A compensação traduz-se fundamentalmente na extinção de duas obriga­ções, sendo o credor de uma delas devedor na outra, e o credor desta última devedor na primeira. Representa um encontro de contas, que se justifica pela conveniência de evitar pagamentos recíprocos.[1]
 Como forma de extinção das obrigações exige-se, deste modo, para poder operar a compensação, a qualidade recíproca de credor e devedor, que o crédito seja exigível e que as obrigações tenham por objecto coisas fungíveis da mesma espécie e qualidade – art.º 847º do C. Civil.
Pretendendo os Autores tão só pôr termo à indivisão do prédio de que são co-proprietários com a Ré, situação que não tem fundamento na existência de qualquer direito de crédito, não é admissível a dedução de pedido reconvencional baseado na compensação.
É certo que das operações de divisão da coisa comum poderá, eventual­mente, vir a resultar um crédito dos Autores sobre a Ré, para preenchimento da sua quota, em resultado de adjudicação do bem a esta última. Mas esta hipótese é apenas isso mesmo, uma mera hipótese, pelo que não sendo reclamada nesta acção a satisfa­ção de um direito de crédito sobre a Ré, a pretensão desta ver reconhecido um direito de crédito sobre os Autores não é abrangida pela previsão da 1.ª parte da alínea b) do art.º 274º do C. P. Civil.
Além disso, correspondendo ao pedido formulado pela Ré uma forma processual diversa (processo comum) da do pedido formulado pela Autora (acção especial de divisão de coisa comum), o juiz só poderia admitir o pedido reconvencional quando a tramitação das duas formas não fosse absolutamente incompatível e a apreciação conjunta daquelas pretensões se revelasse indispensável para a justa composição do litígio ou a ela presidisse um interesse relevante (art.º 274º, n.º 3, e 31º, n.º 2, do C. P. Civil).

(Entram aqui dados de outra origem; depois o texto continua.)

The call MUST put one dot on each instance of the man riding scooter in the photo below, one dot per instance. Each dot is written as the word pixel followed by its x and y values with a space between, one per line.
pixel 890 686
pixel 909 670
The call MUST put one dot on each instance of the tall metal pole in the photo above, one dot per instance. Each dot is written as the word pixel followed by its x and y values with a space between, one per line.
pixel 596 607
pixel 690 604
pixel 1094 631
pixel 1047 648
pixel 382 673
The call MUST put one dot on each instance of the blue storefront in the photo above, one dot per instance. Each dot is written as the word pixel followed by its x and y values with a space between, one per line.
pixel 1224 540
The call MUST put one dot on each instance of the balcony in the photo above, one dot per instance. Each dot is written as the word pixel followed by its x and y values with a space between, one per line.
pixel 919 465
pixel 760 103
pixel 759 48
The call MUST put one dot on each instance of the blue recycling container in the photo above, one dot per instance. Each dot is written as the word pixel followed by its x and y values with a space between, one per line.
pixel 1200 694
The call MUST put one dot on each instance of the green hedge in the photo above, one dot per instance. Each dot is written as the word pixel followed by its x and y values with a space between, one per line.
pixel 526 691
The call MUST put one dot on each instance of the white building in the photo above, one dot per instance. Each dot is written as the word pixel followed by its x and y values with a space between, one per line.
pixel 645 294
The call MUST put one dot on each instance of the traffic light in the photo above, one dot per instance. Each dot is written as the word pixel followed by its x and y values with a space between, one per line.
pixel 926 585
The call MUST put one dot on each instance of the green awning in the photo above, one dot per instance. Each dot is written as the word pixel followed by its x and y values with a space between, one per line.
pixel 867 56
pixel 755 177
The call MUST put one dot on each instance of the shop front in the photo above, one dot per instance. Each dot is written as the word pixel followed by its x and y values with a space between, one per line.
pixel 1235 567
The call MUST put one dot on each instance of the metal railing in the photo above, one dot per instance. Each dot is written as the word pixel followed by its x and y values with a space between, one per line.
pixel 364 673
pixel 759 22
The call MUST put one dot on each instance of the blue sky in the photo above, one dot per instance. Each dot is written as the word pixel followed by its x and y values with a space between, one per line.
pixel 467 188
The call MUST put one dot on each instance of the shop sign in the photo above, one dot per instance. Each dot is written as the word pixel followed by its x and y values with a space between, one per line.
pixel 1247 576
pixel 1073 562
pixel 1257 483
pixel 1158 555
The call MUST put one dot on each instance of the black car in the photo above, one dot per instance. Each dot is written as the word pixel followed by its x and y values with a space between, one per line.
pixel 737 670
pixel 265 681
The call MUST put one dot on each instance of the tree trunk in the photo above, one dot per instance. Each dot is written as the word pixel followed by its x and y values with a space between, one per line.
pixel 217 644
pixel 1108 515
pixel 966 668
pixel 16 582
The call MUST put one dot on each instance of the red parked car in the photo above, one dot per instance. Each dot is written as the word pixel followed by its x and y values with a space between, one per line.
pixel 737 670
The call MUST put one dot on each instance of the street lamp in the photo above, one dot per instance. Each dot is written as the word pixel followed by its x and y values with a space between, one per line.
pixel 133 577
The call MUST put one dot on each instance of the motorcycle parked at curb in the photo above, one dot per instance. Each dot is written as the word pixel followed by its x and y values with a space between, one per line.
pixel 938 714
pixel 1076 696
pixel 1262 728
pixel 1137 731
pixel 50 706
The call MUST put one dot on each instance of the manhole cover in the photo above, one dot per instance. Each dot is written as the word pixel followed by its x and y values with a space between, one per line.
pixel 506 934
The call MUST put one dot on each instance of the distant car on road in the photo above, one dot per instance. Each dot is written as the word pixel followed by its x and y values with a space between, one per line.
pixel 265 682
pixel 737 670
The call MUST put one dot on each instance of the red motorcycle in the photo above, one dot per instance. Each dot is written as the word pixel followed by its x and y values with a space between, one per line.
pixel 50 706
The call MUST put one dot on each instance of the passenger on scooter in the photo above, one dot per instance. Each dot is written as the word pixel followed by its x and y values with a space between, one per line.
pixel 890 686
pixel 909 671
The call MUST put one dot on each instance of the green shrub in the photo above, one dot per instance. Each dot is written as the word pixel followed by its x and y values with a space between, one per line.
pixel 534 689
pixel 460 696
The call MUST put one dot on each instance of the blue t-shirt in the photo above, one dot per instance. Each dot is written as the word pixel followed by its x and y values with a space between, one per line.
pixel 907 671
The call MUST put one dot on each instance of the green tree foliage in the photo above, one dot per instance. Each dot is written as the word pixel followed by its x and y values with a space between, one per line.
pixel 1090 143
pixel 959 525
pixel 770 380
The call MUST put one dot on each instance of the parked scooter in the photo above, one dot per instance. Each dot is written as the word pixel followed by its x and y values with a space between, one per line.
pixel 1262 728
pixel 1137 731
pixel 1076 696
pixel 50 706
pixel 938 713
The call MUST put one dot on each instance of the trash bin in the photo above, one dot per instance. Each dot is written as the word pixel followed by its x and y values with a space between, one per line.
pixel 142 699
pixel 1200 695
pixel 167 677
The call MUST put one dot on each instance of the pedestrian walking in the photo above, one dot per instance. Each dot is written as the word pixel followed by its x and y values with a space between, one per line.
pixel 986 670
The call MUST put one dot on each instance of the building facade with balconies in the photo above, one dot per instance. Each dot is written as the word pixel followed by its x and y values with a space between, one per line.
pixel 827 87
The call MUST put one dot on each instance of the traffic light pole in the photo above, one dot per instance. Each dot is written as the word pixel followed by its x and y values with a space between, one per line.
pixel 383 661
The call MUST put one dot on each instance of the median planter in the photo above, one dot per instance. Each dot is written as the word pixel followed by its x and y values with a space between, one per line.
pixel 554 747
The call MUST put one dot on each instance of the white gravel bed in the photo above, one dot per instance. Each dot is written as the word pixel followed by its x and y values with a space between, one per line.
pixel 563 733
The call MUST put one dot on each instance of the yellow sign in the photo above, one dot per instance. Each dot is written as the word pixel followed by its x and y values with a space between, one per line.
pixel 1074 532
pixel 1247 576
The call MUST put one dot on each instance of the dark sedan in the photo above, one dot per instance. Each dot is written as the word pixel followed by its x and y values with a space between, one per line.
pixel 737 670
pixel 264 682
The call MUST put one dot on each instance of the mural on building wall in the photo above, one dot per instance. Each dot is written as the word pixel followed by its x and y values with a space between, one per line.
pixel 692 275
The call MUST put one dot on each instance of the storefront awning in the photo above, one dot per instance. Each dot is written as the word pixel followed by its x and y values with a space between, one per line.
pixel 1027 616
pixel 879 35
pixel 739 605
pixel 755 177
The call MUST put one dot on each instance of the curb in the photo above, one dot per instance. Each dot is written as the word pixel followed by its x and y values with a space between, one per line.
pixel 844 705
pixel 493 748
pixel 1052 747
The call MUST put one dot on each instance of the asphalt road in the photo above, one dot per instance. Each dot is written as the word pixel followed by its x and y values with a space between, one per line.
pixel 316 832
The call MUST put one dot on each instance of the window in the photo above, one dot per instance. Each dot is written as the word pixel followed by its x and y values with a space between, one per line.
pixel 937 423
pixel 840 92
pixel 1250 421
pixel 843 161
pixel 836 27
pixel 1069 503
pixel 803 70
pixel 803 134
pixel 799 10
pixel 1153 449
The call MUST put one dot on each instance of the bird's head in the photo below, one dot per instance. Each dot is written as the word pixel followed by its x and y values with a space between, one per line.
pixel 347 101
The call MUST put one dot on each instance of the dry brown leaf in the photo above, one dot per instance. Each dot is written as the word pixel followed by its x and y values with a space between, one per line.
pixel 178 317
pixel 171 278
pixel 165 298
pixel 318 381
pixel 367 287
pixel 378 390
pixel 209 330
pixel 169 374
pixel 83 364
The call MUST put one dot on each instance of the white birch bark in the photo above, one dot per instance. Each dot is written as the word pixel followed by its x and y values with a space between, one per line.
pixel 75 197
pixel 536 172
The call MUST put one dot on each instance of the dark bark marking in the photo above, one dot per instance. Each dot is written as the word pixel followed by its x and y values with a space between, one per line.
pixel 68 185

A dedução de pedido reconvencional em acções de divisão de coisa comum tem vindo a ser admitida em moldes restritos. Tem-se entendido que, se para apreciar o pedido reconvencional for necessário a observância de um formalismo mais exigente do que aquele que se mostra necessário para apreciar as restantes questões colocadas na contestação, não deve o pedido ser admitido[2].
Acrescentamos nós que o pedido reconvencional deve também ser admi­tido quando a decisão do mesmo se mostre imprescindível à boa decisão do litígio.
Ora, neste caso, a única questão que a Ré colocou foi precisamente a pre­tensão de reconhecimento do seu direito de crédito, nada tendo oposto ao pedido de divisão formulado pelos Autores e à indivisibilidade do bem, pelo que a apreciação da sua pretensão sempre exigiria a observância de uma tramitação típica de uma acção comum declarativa que não era necessária para o conhecimento do pedido formulado pelos Autores, atento o disposto no art.º 1054º do C. P. Civil. Por outro lado, não se revela imprescindível para a justa composição do litígio o conhecimento conjunto das duas questões, pelo que a decisão recorrida sempre se revelaria justifi­cada.
Por estas razões deve o recurso ser julgado improcedente.
Decisão
Pelo exposto julga-se improcedente o recurso, confirmando-se a decisão recorrida.
Custas do recurso pela Recorrente.
                                                                         

***
Sílvia Pires (Relatora)
Henrique Antunes
José Avelino


[1] Almeida Costa, in Direito das Obrigações, pág. 1099, 12ª ed. revista e actualizada, Almedina.
[2] Luís Filipe Pires de Sousa, em Acções especiais de divisão de coisa comum e prestação de contas, pág. 98, ed. 2011, Coimbra Editora, Marco Aço Borges, em A demanda reconvencional, pág. 386-387, ed. 2008, Quid iuris, Manuel Tomé Soares Gomes, em Acção de divisão de coisa comum após a Revisão do CPC de 1995, pág. 7, ed. pol. do CEJ de 1997, e os seguintes acórdãos, acessíveis em www.dgsi.pt:
- do T. R. C., de 21.10.2003, relatado por Coelho de Matos;
- do T. R. L., de 4.3.2010, relatado por Fátima Galante.